Tönle est originaire du plateau d’Asiagio dans la province de Vicence en Vénétie. Cette terre alpine, coincée entre l’Italie et l’empire austro-hongrois est le royaume de la contrebande. En 1866, à l'issue de la troisième guerre d'indépendance, son village passe de l’autre côté de la frontière sans que cela ne perturbe vraiment la vie quotidienne des habitants. Tönle et ses compagnons continuent leur trafic, moyennant quelques pots de vin versés aux douaniers. Jusqu’au jour où le berger croise une patrouille dans la montagne, refuse d’abandonner son butin, décide de lui échapper et blesse involontairement un douanier royal. Condamner à une lourde peine de prison par contumace, il est désormais contraint de se cacher loin de chez lui. C’est ainsi que Tönle commence sa vie d’errance saisonnière, revenant toujours vers son village natal et sa famille. Polyglotte, le bonhomme ignore les frontières des hommes, partant gagner son pain partout où on veut bien l’embaucher. Il sera colporteur d’estampes jusqu’à Brno, puis jardinier à Prague, mineur en Styrie, gardien de chevaux en Hongrie… jusqu’à l’amnistie générale célébrant l’arrivée de Victor-Emmanuel III sur le trône.

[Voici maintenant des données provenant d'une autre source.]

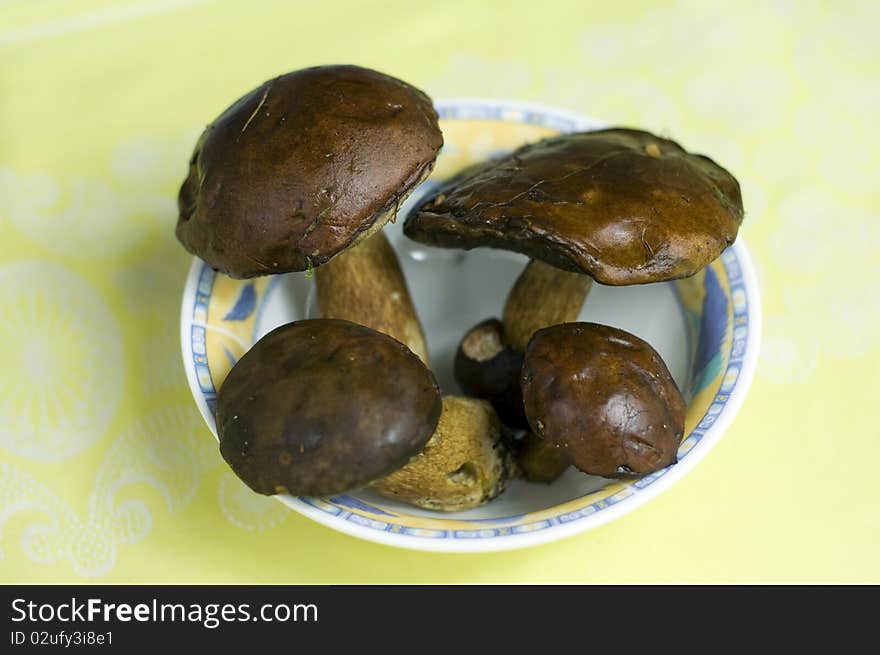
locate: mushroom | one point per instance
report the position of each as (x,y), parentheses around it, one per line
(301,412)
(618,206)
(302,173)
(604,398)
(539,460)
(485,367)
(464,464)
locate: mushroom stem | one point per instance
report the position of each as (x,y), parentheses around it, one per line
(464,464)
(542,296)
(365,284)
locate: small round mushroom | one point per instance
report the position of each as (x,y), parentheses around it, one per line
(301,412)
(302,173)
(620,206)
(604,397)
(486,367)
(464,464)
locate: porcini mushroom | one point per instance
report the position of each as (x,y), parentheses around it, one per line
(618,206)
(486,367)
(302,173)
(301,412)
(604,398)
(464,464)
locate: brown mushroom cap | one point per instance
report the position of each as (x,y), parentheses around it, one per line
(623,206)
(300,167)
(322,406)
(603,396)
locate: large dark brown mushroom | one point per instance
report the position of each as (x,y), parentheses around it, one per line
(319,407)
(302,173)
(604,398)
(619,206)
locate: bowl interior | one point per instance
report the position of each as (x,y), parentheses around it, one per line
(698,325)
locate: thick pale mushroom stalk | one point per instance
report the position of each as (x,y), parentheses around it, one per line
(542,296)
(365,285)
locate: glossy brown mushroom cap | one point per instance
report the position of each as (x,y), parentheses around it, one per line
(603,396)
(319,407)
(623,206)
(298,168)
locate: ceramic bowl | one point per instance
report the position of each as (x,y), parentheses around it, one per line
(706,328)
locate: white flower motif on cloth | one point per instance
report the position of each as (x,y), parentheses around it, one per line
(97,220)
(61,381)
(784,359)
(167,451)
(248,510)
(473,76)
(155,164)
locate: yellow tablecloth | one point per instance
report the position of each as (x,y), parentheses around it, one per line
(107,472)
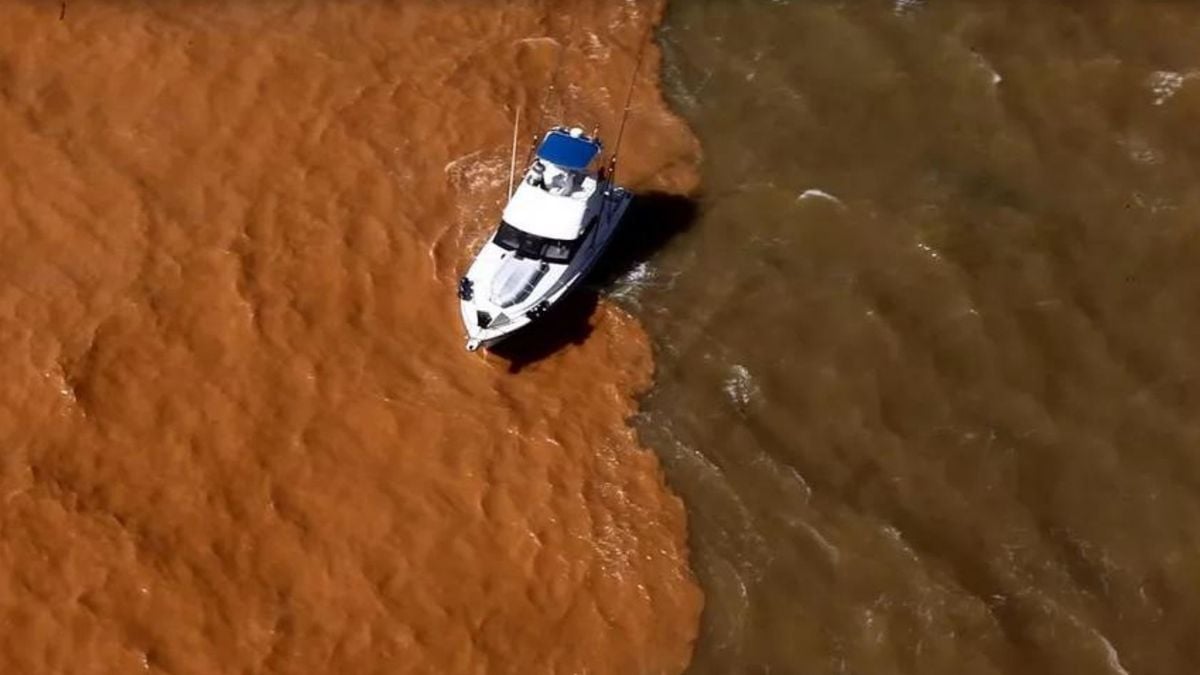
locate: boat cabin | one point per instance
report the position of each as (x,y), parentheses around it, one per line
(553,198)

Lorsque la première guerre mondiale éclate, Tönle est devenu un vieil homme n’aspirant plus qu’à la tranquillité. Ses filles sont mariées, certains de ses fils sont partis en Amérique et ceux restés au pays seront bientôt mobilisés. A l’été 1914, l’Italie est encore neutre mais les garnisons de chasseurs alpins s’installent dans la montagne, des campements apparaissent en lisière de forêts avec leurs cantines roulantes et leurs cibles de tir pour l’entraînement. Les femmes doivent se déplacer en groupe pour éviter les agressions des soldats "napolitains" mais, pour le reste, la vie est encore douce : les vivres et l’argent circulent en abondance pour l’approvisionnement des troupes. La situation se corse en mai 1915 lorsque l’Italie entre en guerre aux côtés de la Triple Entente. L’épouse de Tönle n’assistera pas au désastre car elle s’éteint en septembre.
Le destin des humbles, forgé par la volonté vindicative des gouvernants, est en marche. Tönle le berger cimbre, qui n’attend plus rien de la vie si ce n’est une fin paisible, refuse obstinément de quitter son village. Lorsque les soldats l’arrachent à ses pâturages, il exige un reçu pour son chien et ses bêtes. La suite montrera que rien ne peut venir à bout de l’entêtement d’un montagnard même octogénaire.
📚Je remercie vivement Nathalie de m’avoir invitée à lire ce beau roman. Bien qu’il s’agisse d’un classique de la littérature italienne, je ne connaissais pas l’œuvre de Mario Rigoni Stern. Ce grand écrivain italien pacifiste et libertaire n’a quitté sa ville natale d’Asiago, que par obligation lorsqu’il a été mobilisé dans les troupes de chasseurs alpins pendant la seconde guerre mondiale. On comprend mieux alors pourquoi le romancier dénonce si bien l’absurdité de la guerre.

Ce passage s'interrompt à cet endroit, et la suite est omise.